Conversion of symmetric matrix into skew-symmetric matrix by flipping signs of elements We are given an $n \times n$ matrix $A=(a_{ij})_{i,j\in\{1,2,\ldots,n\}}$ with the following properties :


*

*$A$ is symmetric,

*$A$ has a zero diagonal,

*every element of $A$ is a number in $\{0,1,2\}$,

*every row sum of $A$ is an odd number.


We say that we flip the sign of an element of $A$ if we change the element from some $a_{ij}$ to $-a_{ij}$. Prove that it is always possible to perform a finite number of sign flips on $A$ to to obtain a new matrix $B=(b_{ij})_{i,j\in\{1,2,\ldots,n\}}$ such that


*

*$B$ is skew-symmetric, and

*each row sum of $B$ is either $1$ or $-1$.

 A: We can think of this problem as a graph theory problem. The $n \times n$ matrix $A$ is the adjacency matrix of:


*

*an undirected graph $G$,

*with no self-loops,

*but allowing either single or double edges,

*and where each vertex has odd degree.


Our goal is to orient every edge of $G$ so that the resulting digraph $G'$ satisfies $|d_{\mathrm{in}}(v) - d_{\mathrm{out}}(v)| = 1$ for all vertices $v$. To make the matrix skew-symmetric, exactly one of $A_{ij}$ and $A_{ji}$ must be negative, which corresponds to choosing one of the orientations of the edge. The row sums of the final matrix $B$ are precisely the above in-degree/out-degree condition.
In general, this is an easy problem to solve (see, e.g., this question) but we have a further restriction: whenever we have a double edge, it must be ordered consistently. So we'll proceed differently here.
To orient $G$, we repeat a process of orienting and removing paths (not necessarily simple paths). To make the proof simpler, we'll classify the vertices into three types:


*

*Dangerous, if it is incident to an odd number of double edges and an odd number of single edges.

*Terminating, if it is incident to an even number of double edges, but an odd number of single edges.

*Safe, if it is incident to an even number of double edges and an even number of single edges.


The fourth case is a type of vertex we will never have in the graph. Initially, all vertices are either dangerous or terminating.
To pick a path to orient and remove, start with an arbitrary edge and extend it from either endpoint by the following rules:


*

*If we're at a dangerous vertex, make sure the path takes exactly one double edge: if we enter on a single edge, leave on a double edge, and vice versa. Removing the edges we took will make the dangerous vertex safe.

*If we're at a safe vertex, keep going along the same edge type. Removing the edges we took will keep the safe vertex safe.

*If we enter a terminating vertex along a double edge, keep going along a double edge. Removing the edges we took will keep the vertex terminating.

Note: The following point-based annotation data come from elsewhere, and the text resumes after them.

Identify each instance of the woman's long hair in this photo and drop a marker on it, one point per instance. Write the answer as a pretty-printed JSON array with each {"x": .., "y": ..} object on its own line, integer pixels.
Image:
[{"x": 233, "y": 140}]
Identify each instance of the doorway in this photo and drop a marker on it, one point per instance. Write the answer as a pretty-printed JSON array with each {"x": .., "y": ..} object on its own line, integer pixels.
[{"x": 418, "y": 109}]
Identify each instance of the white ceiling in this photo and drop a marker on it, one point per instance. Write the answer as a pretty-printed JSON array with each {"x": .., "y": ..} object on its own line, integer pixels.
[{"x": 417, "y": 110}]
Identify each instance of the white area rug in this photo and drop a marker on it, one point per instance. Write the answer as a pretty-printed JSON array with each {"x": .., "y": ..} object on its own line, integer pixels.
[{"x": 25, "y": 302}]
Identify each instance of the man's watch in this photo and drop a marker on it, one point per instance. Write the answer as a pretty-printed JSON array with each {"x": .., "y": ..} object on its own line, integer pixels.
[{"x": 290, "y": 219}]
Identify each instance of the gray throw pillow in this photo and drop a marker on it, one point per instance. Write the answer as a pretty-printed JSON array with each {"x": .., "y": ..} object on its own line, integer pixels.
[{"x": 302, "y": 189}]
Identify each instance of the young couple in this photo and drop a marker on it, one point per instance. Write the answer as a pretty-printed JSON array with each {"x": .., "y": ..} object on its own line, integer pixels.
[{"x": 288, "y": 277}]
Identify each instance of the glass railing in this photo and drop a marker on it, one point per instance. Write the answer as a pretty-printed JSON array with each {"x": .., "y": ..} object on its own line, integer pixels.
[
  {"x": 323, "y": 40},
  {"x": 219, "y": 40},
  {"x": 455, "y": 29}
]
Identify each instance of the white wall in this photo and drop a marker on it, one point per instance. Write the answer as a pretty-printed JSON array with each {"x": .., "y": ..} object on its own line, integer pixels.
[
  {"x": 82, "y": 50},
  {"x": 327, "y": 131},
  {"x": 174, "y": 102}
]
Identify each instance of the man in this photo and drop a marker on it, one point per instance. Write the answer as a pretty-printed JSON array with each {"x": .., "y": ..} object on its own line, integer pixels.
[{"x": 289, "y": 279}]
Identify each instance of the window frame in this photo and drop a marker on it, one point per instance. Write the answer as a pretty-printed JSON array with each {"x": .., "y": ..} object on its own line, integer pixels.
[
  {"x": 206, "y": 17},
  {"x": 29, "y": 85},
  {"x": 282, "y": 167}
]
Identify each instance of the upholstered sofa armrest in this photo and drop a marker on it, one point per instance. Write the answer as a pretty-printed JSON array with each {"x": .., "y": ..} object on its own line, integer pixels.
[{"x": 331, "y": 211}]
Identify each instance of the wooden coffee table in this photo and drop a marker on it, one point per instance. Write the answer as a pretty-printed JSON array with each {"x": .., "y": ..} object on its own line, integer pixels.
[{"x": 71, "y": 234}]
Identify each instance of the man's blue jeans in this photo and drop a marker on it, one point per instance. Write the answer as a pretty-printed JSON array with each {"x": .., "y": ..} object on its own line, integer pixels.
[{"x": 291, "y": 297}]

*If we enter a terminating vertex along a single edge, end the path there. Removing the one edge we took will make the terminating vertex safe.
Another thing that might happen is that in extending the path, both our endpoints are at the same vertex. In that case:


*

*If the two edges we took to get to that vertex are compatible with the rules above, stop there. The path we remove will actually be a cycle, but this changes nothing.

*If not, then keep extending the path first from one endpoint (which might change the vertex type) then the other, and ignore the self-intersection.

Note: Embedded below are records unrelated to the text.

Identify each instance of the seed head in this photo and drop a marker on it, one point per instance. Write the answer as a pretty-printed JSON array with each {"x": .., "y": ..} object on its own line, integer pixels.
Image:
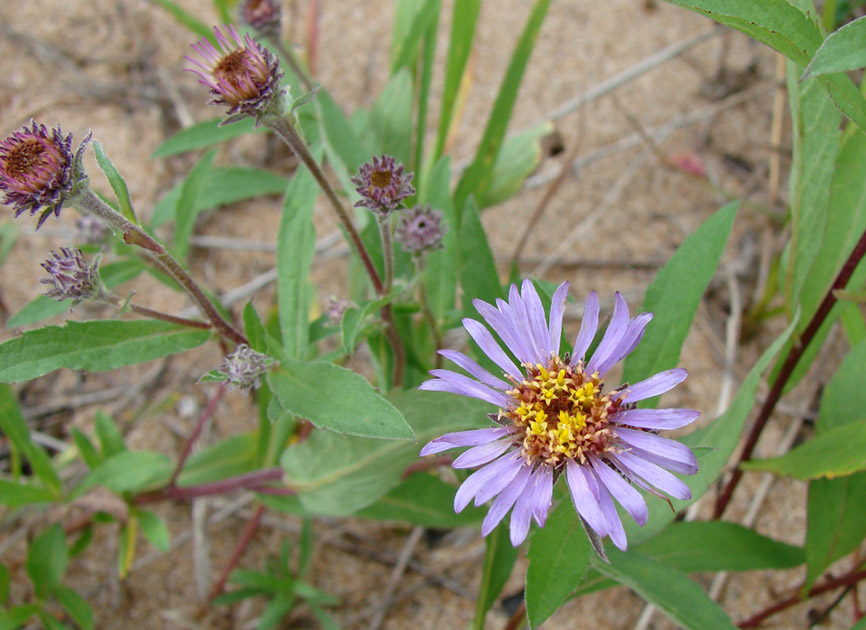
[
  {"x": 240, "y": 73},
  {"x": 420, "y": 229},
  {"x": 71, "y": 276},
  {"x": 382, "y": 184},
  {"x": 39, "y": 170},
  {"x": 244, "y": 367}
]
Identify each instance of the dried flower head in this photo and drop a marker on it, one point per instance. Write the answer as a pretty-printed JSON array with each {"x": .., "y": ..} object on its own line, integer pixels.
[
  {"x": 239, "y": 72},
  {"x": 382, "y": 184},
  {"x": 72, "y": 277},
  {"x": 557, "y": 419},
  {"x": 39, "y": 170},
  {"x": 264, "y": 16},
  {"x": 244, "y": 367},
  {"x": 420, "y": 229}
]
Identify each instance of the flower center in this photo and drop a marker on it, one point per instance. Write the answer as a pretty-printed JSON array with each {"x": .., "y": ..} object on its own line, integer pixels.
[
  {"x": 380, "y": 179},
  {"x": 562, "y": 412}
]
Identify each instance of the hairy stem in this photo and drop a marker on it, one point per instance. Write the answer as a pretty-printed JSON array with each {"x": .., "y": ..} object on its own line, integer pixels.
[
  {"x": 794, "y": 356},
  {"x": 134, "y": 235}
]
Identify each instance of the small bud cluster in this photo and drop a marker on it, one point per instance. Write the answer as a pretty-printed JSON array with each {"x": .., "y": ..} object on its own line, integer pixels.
[
  {"x": 244, "y": 368},
  {"x": 382, "y": 184},
  {"x": 39, "y": 170},
  {"x": 420, "y": 230},
  {"x": 72, "y": 277}
]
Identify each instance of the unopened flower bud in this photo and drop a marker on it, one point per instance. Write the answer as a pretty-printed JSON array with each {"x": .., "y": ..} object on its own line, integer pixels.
[
  {"x": 240, "y": 73},
  {"x": 382, "y": 184},
  {"x": 39, "y": 170},
  {"x": 244, "y": 368},
  {"x": 420, "y": 229},
  {"x": 72, "y": 277}
]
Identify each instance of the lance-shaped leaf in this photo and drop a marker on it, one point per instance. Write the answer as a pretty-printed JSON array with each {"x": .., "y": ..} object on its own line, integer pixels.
[{"x": 94, "y": 346}]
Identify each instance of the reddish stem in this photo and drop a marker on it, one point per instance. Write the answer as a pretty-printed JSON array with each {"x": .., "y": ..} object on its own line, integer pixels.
[
  {"x": 830, "y": 585},
  {"x": 794, "y": 356}
]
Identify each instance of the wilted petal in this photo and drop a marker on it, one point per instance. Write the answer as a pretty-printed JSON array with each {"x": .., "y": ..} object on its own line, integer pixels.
[
  {"x": 588, "y": 328},
  {"x": 456, "y": 439},
  {"x": 658, "y": 419}
]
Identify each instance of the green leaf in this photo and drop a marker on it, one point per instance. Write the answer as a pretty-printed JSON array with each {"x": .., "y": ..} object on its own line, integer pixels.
[
  {"x": 230, "y": 457},
  {"x": 14, "y": 494},
  {"x": 118, "y": 185},
  {"x": 189, "y": 206},
  {"x": 816, "y": 134},
  {"x": 842, "y": 51},
  {"x": 224, "y": 186},
  {"x": 463, "y": 21},
  {"x": 205, "y": 134},
  {"x": 836, "y": 513},
  {"x": 478, "y": 178},
  {"x": 199, "y": 28},
  {"x": 12, "y": 424},
  {"x": 478, "y": 275},
  {"x": 713, "y": 444},
  {"x": 154, "y": 529},
  {"x": 668, "y": 590},
  {"x": 130, "y": 471},
  {"x": 837, "y": 452},
  {"x": 719, "y": 546},
  {"x": 391, "y": 118},
  {"x": 559, "y": 555},
  {"x": 307, "y": 390},
  {"x": 94, "y": 346},
  {"x": 43, "y": 307},
  {"x": 499, "y": 558},
  {"x": 47, "y": 559},
  {"x": 675, "y": 294},
  {"x": 423, "y": 500},
  {"x": 519, "y": 156},
  {"x": 357, "y": 471},
  {"x": 76, "y": 606},
  {"x": 295, "y": 243}
]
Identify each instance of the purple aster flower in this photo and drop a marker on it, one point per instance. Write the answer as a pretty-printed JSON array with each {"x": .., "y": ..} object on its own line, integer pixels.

Once we can no longer extend the path further, we pick a direction along the path, orient all edges following that direction, and then remove them from consideration, since they've already been oriented. You can check that the statements in italics above will hold when we do this.
Also note that when we make a dangerous or terminating vertex safe, its value of $d_{\mathrm{in}} - d_{\mathrm{out}}$ is changed to $\pm 1$ among the oriented edges. In all other cases, the oriented edges coming in match the oriented edges coming out, and $d_{\mathrm{in}} - d_{\mathrm{out}}$ does not change.
As long as we have dangerous or terminating vertices in our graph, we must have edges, by parity. So when this algorithm terminates because there are no edges left, all the vertices have been made safe. This means that their total oriented degree satisfies $|d_{\mathrm{in}}(v) - d_{\mathrm{out}}(v)| = 1$, and we have found the desired orientation (or skew-symmetric matrix).